Grinnell Regional Medical Center has partnered with the
University of Iowa Stroke Center to launch a mobile stroke detection robotic
unit in GRMC’s emergency department for faster diagnosis of strokes. GRMC staff completed the training on the stroke
robot and took the unit live on Wednesday, Aug. 28. This is the second unit
that the University of Iowa Health Care has placed in Iowa rural hospitals.
During a stroke, which occurs when the blood supply to
the brain is interrupted by a blood clot or hemorrhage, every second matters.
When a patient comes to GRMC now with symptoms of a stroke, the wireless remote
presence robot will be rolled into the emergency bay to assess the patient. This
immediately connects the patients with a neurologist and neurological
diagnostic equipment at UI Hospitals and Clinics in Iowa City to examine and
diagnose a stroke within minutes.
“The ability of
GRMC to connect patients to the University of Iowa stroke team enhances the
quality of care that we can bring to our residents,” says Doris Rindels, GRMC
assistant vice president. “Recovery from a stroke greatly improves when medical
attention can be administered at early onset. Minutes really do matter.”

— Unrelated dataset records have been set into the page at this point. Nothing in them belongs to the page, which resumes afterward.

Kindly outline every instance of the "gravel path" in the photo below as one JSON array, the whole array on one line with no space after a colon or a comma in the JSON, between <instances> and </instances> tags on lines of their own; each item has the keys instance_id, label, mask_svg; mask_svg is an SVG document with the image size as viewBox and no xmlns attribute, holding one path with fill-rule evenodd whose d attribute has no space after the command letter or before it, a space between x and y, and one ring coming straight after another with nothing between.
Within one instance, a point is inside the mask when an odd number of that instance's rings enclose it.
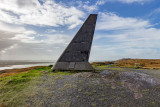
<instances>
[{"instance_id":1,"label":"gravel path","mask_svg":"<svg viewBox=\"0 0 160 107\"><path fill-rule=\"evenodd\" d=\"M150 72L124 69L71 75L46 73L26 106L160 107L160 80Z\"/></svg>"}]
</instances>

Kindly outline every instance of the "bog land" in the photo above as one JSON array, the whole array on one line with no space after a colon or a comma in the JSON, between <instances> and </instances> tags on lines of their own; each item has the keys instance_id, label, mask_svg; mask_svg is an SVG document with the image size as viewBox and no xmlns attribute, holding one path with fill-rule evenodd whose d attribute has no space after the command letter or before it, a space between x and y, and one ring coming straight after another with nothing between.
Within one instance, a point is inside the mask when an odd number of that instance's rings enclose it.
<instances>
[{"instance_id":1,"label":"bog land","mask_svg":"<svg viewBox=\"0 0 160 107\"><path fill-rule=\"evenodd\" d=\"M92 63L96 72L49 66L1 71L0 106L159 107L159 60L131 60Z\"/></svg>"}]
</instances>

“Accurate diagnosis of a stroke and timely treatment
is paramount to improved patient outcomes, but rural communities in Iowa often
lack neurology specialty care in the emergency department, especially 24-7, to
treat a stroke,” says Harold Adams, MD, UI professor of neurology and director
of the UI Comprehensive Stroke Center. “The stroke robot allows us to conduct a
full diagnostic exam on the patient and gather all the clinical information we
need to more accurately advise our emergency room colleagues in Grinnell and
provide excellent care for the patient.”
GRMC’s emergency department is staffed 24-7 with a
physician and trauma certified staff. Once a patient is connected to the stroke
robot, a UI neurology specialist controls the wireless robot and communicates
with the patient and GRMC’s emergency staff through a two-way video
conferencing unit. Using the robot’s advanced monitors, camera, and
microphones, the patient speaks directly to the UI neurologist. The neurologist
gathers information about the symptoms, and the patient’s physical movements
and responses.
Based on the information gathered, the UI neurologist
and the GRMC physician discuss a treatment plan. If the symptoms indicate that
the individual is having a stroke, then a clot-busting medication, called t-PA,
can be given within three to four hours from the beginning of the stroke
symptoms. Depending on the timing and severity of the stroke, the patient may
be admitted to GRMC or may be transferred to UI Hospitals and Clinics or another
tertiary hospital for further advanced care. The UI Stroke Center was recently
named Iowa's first Comprehensive Stroke Center by the Joint Commission and the
American Heart Association/American Stroke Association. The center was one of
only 35 such centers nationwide to receive the designation.
“This is a wonderful technological advancement at GRMC
that will benefit patients, yet doesn’t add cost,” Rindels says. “We’re very
excited to be working with the University of Iowa Stroke Center to bring this
diagnostic capability to our patients.”
GRMC currently utilizes telemedicine in the intensive
care unit, with an eICU monitoring unit that connects GRMC’s critical care unit
with physicians at Saint Luke’s Health System – eICU Center in Kansas City. It
works similar to the UI Health Care stroke robot, allowing advanced specialists
to directly interact with patients in GRMC.